Most people are familiar with attachment theory and the importance we subsequently place on strong bonds between parents and infants. We are aware that emotionally neglected babies can be kept warm, clean, and fed but will still be at high risk due to the lack of emotional connection. Mental and physical health relies heavily on healthy attachments.

But do we consider the fact that this basic human need doesn't just disappear after our childhood? Attachment is still vital to our physical, emotional, and spiritual well-being as we age. When our bond with our primary attachment figures (most likely our romantic partners) is threatened, we hit the panic button.


We typically react in one of two ways:

  1. Either we get so anxious that we attempt to control our loved one, or

  2. We freeze and avoid them altogether so as not to get hurt.

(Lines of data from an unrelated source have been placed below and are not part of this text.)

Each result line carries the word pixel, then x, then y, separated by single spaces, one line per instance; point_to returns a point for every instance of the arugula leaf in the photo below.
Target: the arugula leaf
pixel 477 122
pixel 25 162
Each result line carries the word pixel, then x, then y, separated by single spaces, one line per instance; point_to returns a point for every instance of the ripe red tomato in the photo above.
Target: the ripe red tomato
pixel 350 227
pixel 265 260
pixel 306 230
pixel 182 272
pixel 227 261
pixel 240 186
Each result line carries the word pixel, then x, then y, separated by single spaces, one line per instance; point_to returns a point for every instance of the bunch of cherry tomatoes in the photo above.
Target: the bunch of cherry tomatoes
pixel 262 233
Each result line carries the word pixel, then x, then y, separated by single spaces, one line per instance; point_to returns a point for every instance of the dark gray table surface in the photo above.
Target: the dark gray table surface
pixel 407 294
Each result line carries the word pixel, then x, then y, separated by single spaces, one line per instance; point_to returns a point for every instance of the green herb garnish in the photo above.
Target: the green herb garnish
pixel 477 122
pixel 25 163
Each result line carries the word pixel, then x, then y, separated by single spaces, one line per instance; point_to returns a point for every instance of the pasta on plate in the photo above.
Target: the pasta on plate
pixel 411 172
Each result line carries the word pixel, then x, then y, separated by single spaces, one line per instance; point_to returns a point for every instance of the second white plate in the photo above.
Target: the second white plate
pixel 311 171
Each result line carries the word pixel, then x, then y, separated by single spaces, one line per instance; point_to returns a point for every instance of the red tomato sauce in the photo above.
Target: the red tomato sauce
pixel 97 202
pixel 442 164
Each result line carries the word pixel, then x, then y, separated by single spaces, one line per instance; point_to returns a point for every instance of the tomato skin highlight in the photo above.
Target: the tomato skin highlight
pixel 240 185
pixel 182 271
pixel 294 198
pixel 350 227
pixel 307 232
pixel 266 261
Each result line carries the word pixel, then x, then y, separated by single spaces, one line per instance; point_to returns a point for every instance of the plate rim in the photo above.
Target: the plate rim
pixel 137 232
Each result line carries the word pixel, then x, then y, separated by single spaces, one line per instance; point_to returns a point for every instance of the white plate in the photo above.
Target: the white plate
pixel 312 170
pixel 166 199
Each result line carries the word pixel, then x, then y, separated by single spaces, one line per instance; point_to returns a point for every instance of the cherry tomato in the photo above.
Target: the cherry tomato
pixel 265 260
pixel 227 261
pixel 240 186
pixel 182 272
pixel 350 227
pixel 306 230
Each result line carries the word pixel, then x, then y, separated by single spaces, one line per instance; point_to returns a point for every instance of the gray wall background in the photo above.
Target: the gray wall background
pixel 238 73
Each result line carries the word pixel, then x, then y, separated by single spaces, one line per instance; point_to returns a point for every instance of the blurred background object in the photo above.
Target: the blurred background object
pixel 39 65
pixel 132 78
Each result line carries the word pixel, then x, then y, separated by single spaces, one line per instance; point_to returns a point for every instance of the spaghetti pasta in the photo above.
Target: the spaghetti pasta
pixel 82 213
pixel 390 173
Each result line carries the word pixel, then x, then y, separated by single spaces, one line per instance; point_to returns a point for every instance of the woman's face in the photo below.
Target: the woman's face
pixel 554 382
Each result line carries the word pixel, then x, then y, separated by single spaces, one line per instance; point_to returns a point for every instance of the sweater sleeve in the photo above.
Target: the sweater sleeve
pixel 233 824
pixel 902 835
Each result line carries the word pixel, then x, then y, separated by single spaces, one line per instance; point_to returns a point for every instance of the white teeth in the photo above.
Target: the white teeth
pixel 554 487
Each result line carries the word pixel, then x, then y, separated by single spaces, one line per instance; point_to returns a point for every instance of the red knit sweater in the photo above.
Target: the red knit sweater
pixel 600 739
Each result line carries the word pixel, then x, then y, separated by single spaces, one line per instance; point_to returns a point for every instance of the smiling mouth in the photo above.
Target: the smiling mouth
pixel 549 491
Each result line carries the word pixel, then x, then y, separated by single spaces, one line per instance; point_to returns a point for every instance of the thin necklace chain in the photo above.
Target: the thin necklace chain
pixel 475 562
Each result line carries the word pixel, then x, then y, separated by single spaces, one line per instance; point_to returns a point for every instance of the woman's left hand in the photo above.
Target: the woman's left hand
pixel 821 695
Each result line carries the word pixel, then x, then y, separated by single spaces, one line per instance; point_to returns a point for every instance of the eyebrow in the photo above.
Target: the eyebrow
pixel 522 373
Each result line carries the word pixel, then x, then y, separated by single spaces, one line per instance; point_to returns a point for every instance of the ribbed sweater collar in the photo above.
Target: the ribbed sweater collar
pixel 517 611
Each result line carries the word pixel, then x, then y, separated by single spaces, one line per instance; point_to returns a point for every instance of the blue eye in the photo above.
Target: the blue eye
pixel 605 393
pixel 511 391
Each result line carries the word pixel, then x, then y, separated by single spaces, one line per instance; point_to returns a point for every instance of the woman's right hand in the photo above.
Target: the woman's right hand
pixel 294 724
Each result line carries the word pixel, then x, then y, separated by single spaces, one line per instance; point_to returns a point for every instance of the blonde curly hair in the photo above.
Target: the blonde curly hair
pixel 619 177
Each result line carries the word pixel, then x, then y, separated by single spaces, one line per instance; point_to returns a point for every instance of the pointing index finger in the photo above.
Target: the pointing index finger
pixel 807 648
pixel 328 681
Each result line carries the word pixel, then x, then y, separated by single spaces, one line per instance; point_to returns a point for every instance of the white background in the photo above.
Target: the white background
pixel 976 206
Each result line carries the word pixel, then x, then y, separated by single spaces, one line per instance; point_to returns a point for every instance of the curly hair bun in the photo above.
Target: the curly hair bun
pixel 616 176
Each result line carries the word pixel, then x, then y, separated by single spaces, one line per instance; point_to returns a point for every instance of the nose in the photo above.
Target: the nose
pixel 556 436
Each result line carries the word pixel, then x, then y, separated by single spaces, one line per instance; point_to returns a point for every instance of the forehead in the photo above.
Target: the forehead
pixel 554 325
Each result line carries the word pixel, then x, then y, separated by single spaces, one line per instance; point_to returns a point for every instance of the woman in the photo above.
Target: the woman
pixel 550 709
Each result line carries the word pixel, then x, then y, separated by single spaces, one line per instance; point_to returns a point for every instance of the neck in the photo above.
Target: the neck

Either way, what Dr. Johnson calls an "attachment injury" leads us to react in ways that cause further disconnection. It's tricky to navigate your way through romantic relationships, but the point I'm trying to make on this, the day of St. Valentine, is that we must. For our physical, emotional , and spiritual well-being, we must invest our energy into our most meaningful relationships. No other investment will pay higher dividends than fostering and nurturing our connections.

John Gottman gives us loads of ideas that work (especially given that he is essentially the pinnacle of the marriage therapy world). One such idea is to "know each other's worlds." Can you describe your partner's day yesterday in detail? Do you know who comprises the cast of his or her life? Do you know what he or she worries about or hopes for at night?

My wife has recently gotten uber-excited about skincare. Do I care about skincare? .... I care that she cares and it behooves me to find out more about all of the different regimens and sales incentives, etc. Likewise, she came to watch me smash our Grade 5 basketball team in the annual staff vs student classic. Relationships, even the romantic variety, are friendships at their core, and true friends should know each other's worlds.

One of the most precious and miraculous experiences we can have as human beings is reaching out in need and having a loved one be there. Conversely, trauma can be rooted in a desperate reach of vulnerability that is met with neglect or abandon.

Be there for each other. When the rain starts to pour. Like you've been there before.